Jean Valjean struggled following his receiving forgiveness to actually live out the consequences of forgiveness. But he did and so grows a wonderful story of redemption, hope, sacrifice and love.

AND FOR OURSELVES:

  • HAVE WE TRULY REPENTED AND TURNED TO CHRIST? 
  • ARE OUR LIVES BEARING FRUIT WORTHY OF REPENTANCE?

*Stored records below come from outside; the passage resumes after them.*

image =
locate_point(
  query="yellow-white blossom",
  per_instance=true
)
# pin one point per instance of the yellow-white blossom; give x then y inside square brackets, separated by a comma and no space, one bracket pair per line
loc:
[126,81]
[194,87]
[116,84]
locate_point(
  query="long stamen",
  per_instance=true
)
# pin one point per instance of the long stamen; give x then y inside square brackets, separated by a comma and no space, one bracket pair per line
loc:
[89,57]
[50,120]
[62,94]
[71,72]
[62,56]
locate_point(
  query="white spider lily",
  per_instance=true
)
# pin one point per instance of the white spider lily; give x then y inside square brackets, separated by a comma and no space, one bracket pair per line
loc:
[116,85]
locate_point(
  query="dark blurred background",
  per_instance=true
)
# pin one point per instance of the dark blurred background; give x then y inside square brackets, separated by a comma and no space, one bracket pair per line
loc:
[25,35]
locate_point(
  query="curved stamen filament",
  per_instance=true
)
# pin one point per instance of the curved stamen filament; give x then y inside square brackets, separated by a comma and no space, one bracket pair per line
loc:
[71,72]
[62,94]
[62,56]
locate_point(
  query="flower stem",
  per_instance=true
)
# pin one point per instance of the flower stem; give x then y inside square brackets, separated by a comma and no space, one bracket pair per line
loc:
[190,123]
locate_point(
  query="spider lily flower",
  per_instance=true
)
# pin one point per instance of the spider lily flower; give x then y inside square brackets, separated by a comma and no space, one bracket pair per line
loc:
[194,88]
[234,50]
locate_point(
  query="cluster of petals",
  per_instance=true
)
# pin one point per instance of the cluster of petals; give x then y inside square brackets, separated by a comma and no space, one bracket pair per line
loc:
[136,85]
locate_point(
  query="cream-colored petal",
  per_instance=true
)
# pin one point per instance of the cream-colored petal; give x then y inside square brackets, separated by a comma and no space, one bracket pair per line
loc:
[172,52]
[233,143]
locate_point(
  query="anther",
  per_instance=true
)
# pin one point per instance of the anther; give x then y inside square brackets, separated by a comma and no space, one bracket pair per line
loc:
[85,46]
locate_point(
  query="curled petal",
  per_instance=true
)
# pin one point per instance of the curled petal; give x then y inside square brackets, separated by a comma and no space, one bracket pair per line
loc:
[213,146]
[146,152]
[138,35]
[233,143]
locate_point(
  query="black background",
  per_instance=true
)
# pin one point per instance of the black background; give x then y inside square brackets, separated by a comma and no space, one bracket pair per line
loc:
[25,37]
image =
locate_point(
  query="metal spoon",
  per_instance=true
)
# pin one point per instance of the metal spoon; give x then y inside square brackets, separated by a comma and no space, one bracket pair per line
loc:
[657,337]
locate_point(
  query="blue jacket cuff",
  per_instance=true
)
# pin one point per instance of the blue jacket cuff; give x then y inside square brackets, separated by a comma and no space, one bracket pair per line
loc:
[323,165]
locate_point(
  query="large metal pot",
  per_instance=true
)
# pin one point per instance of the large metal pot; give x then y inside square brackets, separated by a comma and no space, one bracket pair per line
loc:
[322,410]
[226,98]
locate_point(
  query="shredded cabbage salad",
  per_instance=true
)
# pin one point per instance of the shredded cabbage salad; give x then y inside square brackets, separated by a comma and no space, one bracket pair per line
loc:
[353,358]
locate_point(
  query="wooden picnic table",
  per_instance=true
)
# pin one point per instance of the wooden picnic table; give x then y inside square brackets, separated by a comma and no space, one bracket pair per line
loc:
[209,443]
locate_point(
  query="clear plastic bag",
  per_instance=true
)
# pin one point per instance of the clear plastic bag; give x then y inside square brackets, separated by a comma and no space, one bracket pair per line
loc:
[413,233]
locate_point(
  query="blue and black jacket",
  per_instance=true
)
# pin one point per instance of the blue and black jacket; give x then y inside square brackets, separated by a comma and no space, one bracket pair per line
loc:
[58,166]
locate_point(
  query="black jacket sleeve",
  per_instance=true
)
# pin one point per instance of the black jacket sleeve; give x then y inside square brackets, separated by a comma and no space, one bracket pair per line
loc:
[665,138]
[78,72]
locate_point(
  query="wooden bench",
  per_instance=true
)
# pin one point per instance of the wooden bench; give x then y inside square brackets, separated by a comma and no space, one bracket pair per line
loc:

THE ONE WHO IS COMING: ON BOTH THE FIRST AND THE SECOND ADVENT, IS GOD!

  • Repent!
  • Bear fruit worthy of repentance!

 Let us pray:

Merciful Father, who sent your messenger John the Baptist to preach repentance and prepare the way for the first coming of your Son:
may your Holy Spirit act with power to convict the world of sin, righteousness and judgment that men and women, boys and girls everywhere repent and turn to Christ.
In the strength of your Holy Spirit may we bear fruit worthy of repentance.
In this way prepare us for your second coming.
In the name of our returning Redeemer, Jesus Christ. Amen.